George Gigicos, Chairman of The Orthodox Public Affairs Committee (OPAC) stated, “We stand with the Republic of Cyprus – an island of a millennia-old Hellenic heritage. The revisionist history that casts the death throes of the Ottoman Empire and the creation of the Turkish State as a peaceful transition — without reference or regard to the annihilation and displacement of millions of Armenian, Assyrian and Greek Orthodox Christians — is the same propaganda that casts the Turkish invasion of Cyprus in 1974 as an act of so-called ‘self-defense.’ The mass destruction of Christian churches and shrines in Turkish-occupied Cyprus tell the truth. Turkish Cypriots — a direct legacy of Ottoman occupation — were never in danger or threatened by the Hellenic majority. They lived in peace and harmony in one country until 1974 and should do so again without interference from outside forces.”

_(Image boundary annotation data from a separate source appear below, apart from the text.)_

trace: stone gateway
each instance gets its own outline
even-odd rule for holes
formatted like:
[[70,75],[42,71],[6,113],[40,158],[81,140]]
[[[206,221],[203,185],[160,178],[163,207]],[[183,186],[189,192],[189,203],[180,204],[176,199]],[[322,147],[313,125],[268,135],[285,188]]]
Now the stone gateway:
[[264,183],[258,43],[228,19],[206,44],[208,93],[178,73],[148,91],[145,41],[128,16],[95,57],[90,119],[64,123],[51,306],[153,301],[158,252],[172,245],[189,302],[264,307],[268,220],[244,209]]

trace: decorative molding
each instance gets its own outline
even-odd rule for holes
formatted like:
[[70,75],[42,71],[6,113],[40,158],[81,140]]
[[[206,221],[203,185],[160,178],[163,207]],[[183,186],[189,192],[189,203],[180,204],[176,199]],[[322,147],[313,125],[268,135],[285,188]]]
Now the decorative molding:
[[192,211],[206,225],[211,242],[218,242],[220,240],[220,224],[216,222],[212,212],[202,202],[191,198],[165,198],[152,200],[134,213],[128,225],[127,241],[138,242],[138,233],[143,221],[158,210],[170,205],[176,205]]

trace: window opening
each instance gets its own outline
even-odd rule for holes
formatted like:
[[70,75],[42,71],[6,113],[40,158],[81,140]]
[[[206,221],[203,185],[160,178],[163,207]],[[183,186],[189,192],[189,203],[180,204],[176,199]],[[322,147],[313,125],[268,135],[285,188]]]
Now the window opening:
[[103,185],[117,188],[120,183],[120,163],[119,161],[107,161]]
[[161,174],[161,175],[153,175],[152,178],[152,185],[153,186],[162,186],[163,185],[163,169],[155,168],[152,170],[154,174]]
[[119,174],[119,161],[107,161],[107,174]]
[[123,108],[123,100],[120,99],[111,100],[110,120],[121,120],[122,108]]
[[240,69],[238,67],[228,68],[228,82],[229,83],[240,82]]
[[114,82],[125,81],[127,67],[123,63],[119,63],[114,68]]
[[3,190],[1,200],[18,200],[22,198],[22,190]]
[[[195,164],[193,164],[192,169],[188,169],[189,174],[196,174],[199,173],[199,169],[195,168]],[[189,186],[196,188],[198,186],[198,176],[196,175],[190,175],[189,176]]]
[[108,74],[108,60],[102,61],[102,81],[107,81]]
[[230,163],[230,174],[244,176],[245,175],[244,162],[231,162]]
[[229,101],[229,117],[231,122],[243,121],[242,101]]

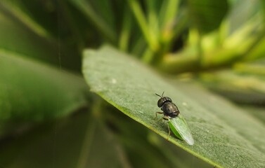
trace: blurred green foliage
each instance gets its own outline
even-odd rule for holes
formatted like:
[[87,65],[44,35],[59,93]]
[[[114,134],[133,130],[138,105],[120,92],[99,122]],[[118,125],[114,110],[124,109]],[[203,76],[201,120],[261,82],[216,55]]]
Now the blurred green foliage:
[[[110,44],[167,80],[196,81],[247,104],[264,124],[264,20],[263,0],[1,1],[0,167],[210,166],[89,92],[82,52]],[[77,115],[82,126],[72,127]],[[75,133],[77,139],[68,139]],[[76,144],[82,146],[67,146]],[[98,157],[109,164],[97,163]]]

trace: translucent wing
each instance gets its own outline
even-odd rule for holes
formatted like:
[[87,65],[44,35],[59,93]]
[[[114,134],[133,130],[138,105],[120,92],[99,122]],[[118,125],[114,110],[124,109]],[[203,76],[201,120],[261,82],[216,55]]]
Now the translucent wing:
[[194,144],[190,130],[181,114],[179,114],[176,118],[171,118],[168,123],[170,129],[178,138],[183,139],[190,146]]

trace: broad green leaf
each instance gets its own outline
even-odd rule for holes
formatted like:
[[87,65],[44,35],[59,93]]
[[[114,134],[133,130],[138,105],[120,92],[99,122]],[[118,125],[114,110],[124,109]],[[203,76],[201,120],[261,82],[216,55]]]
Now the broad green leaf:
[[0,54],[0,120],[53,119],[86,106],[85,83],[63,70]]
[[192,85],[173,85],[149,67],[110,47],[85,50],[83,73],[91,91],[167,138],[167,123],[154,119],[160,111],[155,93],[164,91],[186,118],[195,144],[190,146],[174,136],[169,141],[199,158],[217,167],[265,166],[264,124],[229,102]]

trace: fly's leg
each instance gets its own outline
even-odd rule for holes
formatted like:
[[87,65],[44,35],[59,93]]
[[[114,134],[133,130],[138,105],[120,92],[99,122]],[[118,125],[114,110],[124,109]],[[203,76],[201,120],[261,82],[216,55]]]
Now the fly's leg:
[[[167,117],[167,116],[164,116],[163,119],[165,120],[167,120],[167,121],[169,120],[169,118],[168,117]],[[167,140],[169,141],[169,137],[170,136],[171,131],[170,131],[169,125],[168,123],[167,123],[167,129],[169,130],[169,134],[167,134]]]
[[169,124],[167,124],[167,128],[169,129],[169,134],[167,134],[167,140],[169,141],[169,137],[170,133],[171,133]]

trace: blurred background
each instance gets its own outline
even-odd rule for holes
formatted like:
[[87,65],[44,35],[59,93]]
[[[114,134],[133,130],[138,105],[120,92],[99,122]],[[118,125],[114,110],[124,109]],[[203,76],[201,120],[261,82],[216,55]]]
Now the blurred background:
[[82,51],[110,45],[264,122],[264,21],[262,0],[1,1],[0,167],[212,167],[91,93]]

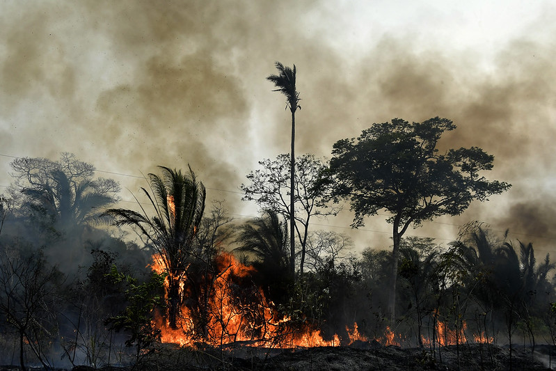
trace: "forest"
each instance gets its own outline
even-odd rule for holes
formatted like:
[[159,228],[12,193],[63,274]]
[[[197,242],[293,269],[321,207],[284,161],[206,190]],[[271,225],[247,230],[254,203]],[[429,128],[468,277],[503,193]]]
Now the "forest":
[[[459,368],[479,347],[489,369],[493,346],[507,346],[511,368],[518,347],[556,345],[549,255],[486,222],[447,244],[406,234],[507,191],[484,175],[493,155],[443,148],[456,127],[434,117],[374,123],[330,160],[296,156],[296,69],[276,67],[267,79],[287,98],[292,147],[246,175],[257,217],[207,203],[194,164],[159,166],[126,208],[118,182],[73,154],[15,158],[0,199],[0,363],[150,370],[173,357],[173,369],[253,370],[285,349],[393,347],[434,368],[455,347]],[[392,245],[315,228],[348,207],[353,228],[387,212]],[[258,352],[251,366],[235,365],[246,349]]]
[[[125,209],[114,207],[118,183],[74,155],[15,159],[0,204],[0,363],[145,365],[168,344],[223,352],[376,342],[433,359],[453,345],[555,345],[548,255],[479,222],[443,245],[403,237],[411,223],[459,214],[510,187],[479,175],[493,161],[480,149],[437,155],[436,141],[454,128],[438,118],[392,120],[338,141],[330,161],[296,158],[293,250],[287,155],[246,175],[244,198],[264,211],[241,221],[223,202],[205,205],[191,166],[159,167],[141,189],[148,202]],[[360,147],[389,152],[365,167],[357,161],[371,159]],[[356,255],[347,235],[312,227],[346,201],[355,227],[392,210],[397,250]]]

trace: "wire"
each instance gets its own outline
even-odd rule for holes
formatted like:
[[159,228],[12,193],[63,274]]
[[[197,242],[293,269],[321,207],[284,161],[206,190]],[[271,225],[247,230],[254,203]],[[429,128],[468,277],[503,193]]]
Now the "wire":
[[[1,153],[0,153],[0,157],[8,157],[8,158],[11,158],[11,159],[23,158],[23,157],[18,157],[18,156],[12,156],[12,155],[6,155],[6,154],[1,154]],[[112,175],[120,175],[120,176],[134,177],[134,178],[137,178],[137,179],[145,179],[144,176],[134,175],[132,175],[132,174],[126,174],[125,173],[118,173],[118,172],[115,172],[115,171],[104,171],[104,170],[95,170],[95,171],[97,172],[97,173],[106,173],[106,174],[112,174]],[[0,184],[0,187],[3,187],[3,188],[7,188],[9,186]],[[225,193],[236,194],[243,194],[243,192],[239,192],[239,191],[230,191],[230,190],[227,190],[227,189],[218,189],[218,188],[210,188],[210,187],[205,187],[205,188],[206,189],[210,189],[211,191],[220,191],[220,192],[225,192]],[[121,200],[119,202],[126,203],[136,203],[136,201],[134,201],[134,200]],[[141,205],[150,205],[149,203],[139,203]],[[255,216],[255,215],[242,215],[242,214],[233,214],[233,213],[230,213],[230,215],[237,215],[237,216],[244,217],[244,218],[256,218],[256,217],[258,217],[257,216]],[[387,214],[379,213],[379,214],[377,214],[377,215],[383,216],[390,216],[390,215]],[[424,223],[434,223],[436,224],[443,224],[443,225],[445,225],[445,226],[452,226],[459,227],[459,228],[461,228],[461,227],[463,226],[461,224],[454,224],[454,223],[445,223],[445,222],[436,221],[423,221],[423,222]],[[328,228],[342,228],[342,229],[350,229],[350,230],[356,229],[356,230],[361,230],[361,231],[364,231],[364,232],[372,232],[372,233],[381,233],[381,234],[388,234],[388,235],[390,235],[391,233],[390,232],[383,232],[383,231],[381,231],[381,230],[370,230],[370,229],[366,229],[366,228],[365,229],[363,229],[363,228],[353,228],[349,227],[349,226],[334,226],[334,225],[328,225],[328,224],[318,224],[318,223],[311,223],[311,225],[312,226],[323,226],[323,227],[328,227]],[[491,230],[492,230],[493,232],[500,232],[500,233],[504,233],[505,232],[505,230],[493,230],[493,229]],[[535,238],[541,238],[541,239],[544,239],[556,240],[556,237],[551,237],[551,236],[549,236],[549,237],[547,237],[547,236],[539,236],[539,235],[529,235],[529,234],[526,234],[526,233],[518,233],[518,232],[510,232],[510,234],[511,234],[511,235],[520,235],[520,236],[527,236],[527,237],[535,237]],[[411,237],[430,237],[430,236],[422,236],[422,235],[408,235],[408,236],[411,236]],[[441,238],[441,237],[431,237],[431,238],[434,238],[435,239],[440,239],[440,240],[443,240],[443,241],[453,241],[453,239],[447,239],[447,238]],[[537,249],[537,250],[548,251],[548,250],[541,250],[540,248]],[[548,252],[550,252],[550,251],[548,251]]]

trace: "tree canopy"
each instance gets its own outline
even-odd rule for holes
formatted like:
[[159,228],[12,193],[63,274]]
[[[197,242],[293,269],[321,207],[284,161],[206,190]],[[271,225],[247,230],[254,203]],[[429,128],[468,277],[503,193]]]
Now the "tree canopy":
[[389,300],[393,320],[398,249],[411,223],[441,215],[459,215],[471,201],[486,200],[511,187],[488,181],[482,172],[491,170],[494,157],[477,147],[450,149],[440,153],[442,134],[456,128],[447,118],[422,123],[394,118],[373,124],[357,139],[334,144],[330,170],[335,177],[333,195],[348,199],[355,212],[352,226],[386,210],[393,226],[392,271]]
[[511,187],[488,181],[479,173],[493,168],[494,157],[477,147],[440,154],[440,136],[456,128],[438,117],[409,123],[395,118],[373,124],[357,139],[334,144],[331,169],[337,180],[334,195],[351,203],[354,226],[386,209],[388,221],[419,224],[440,215],[459,215],[472,200],[486,200]]

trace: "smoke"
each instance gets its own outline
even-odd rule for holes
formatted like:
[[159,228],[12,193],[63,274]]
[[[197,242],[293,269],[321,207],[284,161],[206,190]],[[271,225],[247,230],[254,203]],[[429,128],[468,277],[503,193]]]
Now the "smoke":
[[[189,163],[209,198],[226,198],[239,212],[239,195],[216,189],[237,191],[258,160],[289,150],[285,100],[264,79],[279,61],[297,67],[297,153],[330,157],[336,141],[374,122],[447,117],[458,128],[443,148],[482,147],[495,157],[488,177],[514,186],[462,218],[550,232],[552,195],[537,185],[556,170],[556,48],[546,22],[554,8],[485,56],[409,29],[370,26],[375,33],[357,44],[349,38],[358,31],[343,29],[345,8],[312,1],[2,7],[5,154],[54,159],[67,151],[134,175]],[[145,185],[117,180],[132,191]],[[344,219],[333,223],[349,224]],[[383,219],[367,226],[383,230]],[[437,229],[425,225],[418,234]]]

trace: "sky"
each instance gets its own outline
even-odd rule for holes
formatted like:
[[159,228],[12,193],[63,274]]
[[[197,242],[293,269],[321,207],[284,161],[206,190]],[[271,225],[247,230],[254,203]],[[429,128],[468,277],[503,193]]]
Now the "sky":
[[[48,1],[0,2],[0,192],[16,157],[63,152],[123,190],[157,165],[191,165],[210,200],[256,216],[239,187],[289,149],[283,96],[265,78],[295,64],[297,154],[393,118],[440,116],[443,148],[495,156],[510,191],[408,234],[446,243],[486,223],[556,253],[555,1]],[[347,210],[314,228],[386,247],[386,216],[349,228]],[[326,227],[324,226],[326,226]]]

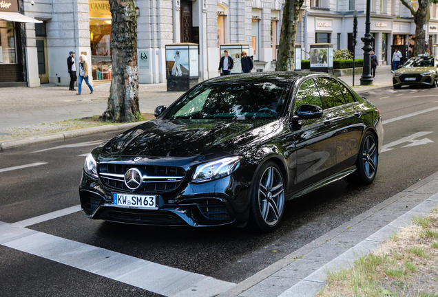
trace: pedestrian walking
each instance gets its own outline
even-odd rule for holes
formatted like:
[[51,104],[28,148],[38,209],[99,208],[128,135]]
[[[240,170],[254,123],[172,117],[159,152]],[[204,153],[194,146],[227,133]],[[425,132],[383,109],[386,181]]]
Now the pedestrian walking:
[[242,52],[242,58],[240,58],[240,63],[242,63],[242,71],[243,73],[249,73],[254,67],[254,63],[253,59],[247,56],[247,52]]
[[375,77],[375,69],[379,66],[379,59],[374,51],[371,51],[371,74]]
[[68,74],[70,75],[70,91],[76,91],[74,89],[74,82],[76,81],[76,64],[74,63],[74,52],[70,52],[70,56],[67,58],[67,66],[68,67]]
[[394,73],[396,69],[399,69],[400,58],[402,58],[402,53],[399,52],[399,50],[395,49],[394,54],[393,54],[393,71],[391,72]]
[[88,64],[87,64],[87,56],[85,55],[79,56],[79,78],[78,80],[78,92],[76,94],[76,95],[81,95],[83,80],[85,81],[85,83],[90,88],[90,94],[93,94],[93,87],[90,82],[88,82]]
[[231,57],[228,56],[228,50],[224,51],[224,54],[225,56],[220,58],[220,62],[219,62],[219,73],[222,70],[221,75],[227,75],[231,72],[234,64]]

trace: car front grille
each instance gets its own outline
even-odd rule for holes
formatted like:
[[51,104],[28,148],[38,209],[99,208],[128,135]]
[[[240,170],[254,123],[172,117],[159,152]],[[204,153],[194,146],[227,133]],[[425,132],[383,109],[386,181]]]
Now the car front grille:
[[98,166],[101,182],[111,189],[133,192],[125,184],[125,174],[132,168],[143,175],[143,183],[134,190],[138,193],[171,191],[185,177],[185,170],[180,167],[103,163]]
[[[415,80],[405,80],[406,78],[415,78]],[[421,74],[402,74],[399,78],[402,82],[418,82],[421,80],[423,76]]]
[[230,213],[224,204],[217,199],[205,199],[198,201],[198,207],[201,213],[207,219],[229,220]]

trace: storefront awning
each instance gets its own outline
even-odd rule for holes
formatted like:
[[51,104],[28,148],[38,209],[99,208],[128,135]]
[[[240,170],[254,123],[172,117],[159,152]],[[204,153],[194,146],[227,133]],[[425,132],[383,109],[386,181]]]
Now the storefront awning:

Turkish aggression, harassment, and discrimination towards Greek Cypriots continues today. For example, a cultural activist and refugee victim of the 1974 invasion recently attempted to return home in the Turkish-occupied part of the island. The German magazine Der Spiegel joined her undercover in this attempt and wrote about the continued trauma of Turkey’s actions toward Cyprus.
Observing one of many experiences during their journey with her, they wrote, “It’s her church, at the end of Esperidon Street. The door is nailed shut. Tasoula Hadjitofi sticks her head through a hole where there was once a windowpane. She sees the bench where she sat as a child and the iconostasis she used to pray in front of. The icons are missing from the iconostasis. Tasoula Hadjitofi rattles the door. Then she freezes. She hears the engine of an approaching car, the driver shifts up a gear. She throws herself down on the flagstones of the church and lies there, her face in her hands. The car leaves a cloud of dust.”
The genocide that Atatürk participated in is the same genocide that destroyed the lives of thousands of Greek Cypriots in 1974. It is a continuation of the same genocide displayed today by Turkey across the region. In August, ICC warned in the report, Turkey’s Overflowing Influence: Religious Freedom Implications, “If this is how Turkey treats vulnerable communities outside of its own borders, then how much more so within.”
Claire Evans, ICC’s Regional Manager for the Middle East, said “We are watching Turkey flex its military and diplomatic muscles throughout the region, particularly right now in Afghanistan. Just a few weeks ago, Turkey’s President Erdogan stood in Cyprus and said that Turkey and the Taliban are the same. For the victims of the 1974 invasion, this is true. The trauma is still real, the consequences still exist. The ideology of Ataturk destroyed their lives; it is not right to bully genocide victims into praising someone whose viewpoint and actions brought only death and despair. Turkey still illegally occupies northern Cyprus, and they make it clear that they view their work in Cyprus as unfinished business. We should be concerned. And we should support the victims in their right to acknowledge the truth of their own history and current lives.”